И все-таки мы нашлись. Я был уже взрослым. Отец к тому времени умер, погиб в автокатастрофе, а у меня уже было все, что положено иметь уважающему себя человеку: хорошая работа, семья, ребенок.

Однажды поздно вечером раздался звонок. Звонил дядя, мы поговорили о делах, и он мимоходом сказал: “Знаешь, какое-то письмо принесли с России, ты когда к нам заедешь, возьми”.

У меня сжалось сердце. Я решил ехать к нему в Загес прямо сейчас — это всего в двадцати километрах от города. Я побежал, поймал какую-то маршрутку — первое, что шло в этом направлении. Когда я приехал, все спали. Я перелез через ограду, зашел в дом, сел в кресло и начал думать. Я уже почти понимал, откуда могло быть это письмо.

Я сидел всю ночь. Потом проснулись родственники:

— Ты как сюда попал, что стряслось?

Они дали письмо, я открыл… Это было письмо от мамы. И номер телефона. “Надеюсь, что письмо тебя найдет, через столько лет…” — писала она. Конверт прошел через несколько добрых рук, как эстафетная палочка.

На следующий день я ей перезвонил. Она плакала, а я не знал, что сказать. Мы назначили встречу. Я ждал ее в июле 2008 года.

Мама не хотела лететь самолетом и отправилась из Сочи на турецком пароме — другого не было. Я приехал в Сарпи, на границу Грузии и Турции и ждал ее за кордонами пограничного пункта. Я увидел, как она отделились от толпы и смотрела по сторонам. Я заплакал. Она снова была со мной.

Я хотел, чтобы мама отдохнула на море. Мой друг Ираклий Какабадзе дал ключи от своего гостеприимного дома в Батуми. Мы устроились там на все лето.

Помню, однажды мне позвонили с телевидения и пригласили выступить на ток-шоу. Я оставил маму на попечение родственников и поехал в Тбилиси. Сказал: смотрите завтра передачу — и прочитал в эфире известный детский стишок: “Пусть всегда будет мама, пусть всегда буду я!” Она была тронута.

А через две недели началась война. Все были в шоке, никто не понимал, что происходит. Шли перестрелки, на Грузию сбросили несколько бомб… Я сажал маму на корабль “Михаил Светлов”, последний теплоход, уходящий из Батуми в Россию.

Самое ужасное, что мы так до конца и не объяснились: что же произошло, почему она тогда сделала такой выбор? Почему она меня не нашла? Боль была настолько велика, что мы оба не решились об этом говорить.

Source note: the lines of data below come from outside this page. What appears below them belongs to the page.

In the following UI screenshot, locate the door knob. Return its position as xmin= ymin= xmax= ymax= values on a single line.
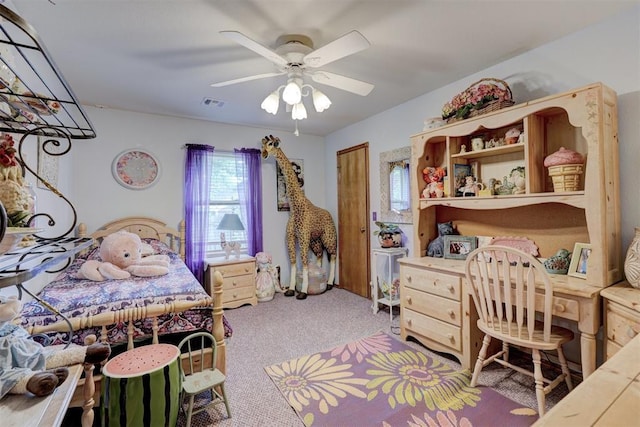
xmin=360 ymin=227 xmax=366 ymax=232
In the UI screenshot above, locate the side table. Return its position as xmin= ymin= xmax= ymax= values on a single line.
xmin=206 ymin=255 xmax=257 ymax=309
xmin=371 ymin=247 xmax=408 ymax=322
xmin=601 ymin=280 xmax=640 ymax=360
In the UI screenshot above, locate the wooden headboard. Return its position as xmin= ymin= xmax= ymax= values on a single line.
xmin=77 ymin=216 xmax=186 ymax=259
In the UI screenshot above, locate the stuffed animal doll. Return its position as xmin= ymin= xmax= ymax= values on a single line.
xmin=426 ymin=221 xmax=459 ymax=258
xmin=422 ymin=166 xmax=446 ymax=199
xmin=255 ymin=252 xmax=282 ymax=302
xmin=76 ymin=230 xmax=170 ymax=281
xmin=0 ymin=295 xmax=111 ymax=399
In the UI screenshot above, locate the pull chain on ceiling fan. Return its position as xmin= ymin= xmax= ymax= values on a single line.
xmin=211 ymin=30 xmax=374 ymax=122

Она уехала, а я помчался в Тбилиси... Добрался до вокзала, но поезда не ходили — на железнодорожный мост сбросили бомбу. Я взял маршрутку. На пути попадались машины, они возвращались обратно, говорили — дорога перекрыта, стреляют. Но шофер сказал — посмотрим, вернемся, если что. И мы проехали, повезло: на несколько часов объявили мораторий, чтобы вывезти раненых, и мы проскочили.

В Тбилиси была паника. Люди высыпали на улицы, беспорядочно бродили, стояли кучками... Никто не предупредил их, что делать, — оставить дома, на какое-то время укрыться в метро… Выступали первые лица государства, говорили — защищайтесь, кто как может.

Все смотрели на небо. Над городом летали российские военные самолеты. Это был кошмар, такое я видел только в кино. Слава богу, что не бомбили сам город, только стратегические объекты. Но ты же не знаешь, что у летчика в голове. Звук взрывающейся бомбы совсем не такой, как через усилитель телевизора. Он намного мощнее.

Когда я услышал рев самолетов, меня словно током ударило: я же об этом писал! Незадолго до этого, может быть, год назад… Странное вдохновенное стихотворение. Я помню, как оно пришло. Был светлый день, такой солнечный, я ходил-бродил по квартире, но что-то меня мучило. Появлялись слова — этот летчик… бомбы… Не видения, а какие-то мысли, которые требовали, чтобы я перенес их на бумагу. И я перенес:

У самолета, висящего в небе, словно
крест,
норов — по-мужски — крут;
у него есть пули в запасе вместо
слов, —
и пилот, улыбаясь гордо,
на бреющем — ранним утром —
проносится над блестящей лысиной города.

У самолета, висящего в небе, точно
крест,
по-мужски — горяча страсть;
петлей ли страшит он всю сволочь и бестолочь,
прочесывает цирюльником на вираже ли
завшивевшую голову власти,
скурвившейся и предчувствующей свое поражение.

У самолета, висящего в небе, словно
крест,
воля тверда — по-мужски;
у него есть бомбы в запасе вместо
слов, —
в нечестивых прицельными отстрелявшись,
на неправедных должное скинув,
вольной птицей ввысь — налегке — устремляется1.

Война всегда ломает планы. Повидать маму мне больше не довелось. Но война ли нас развела? Я не знаю.

 

1 Перевод с грузинского Максима Амелина.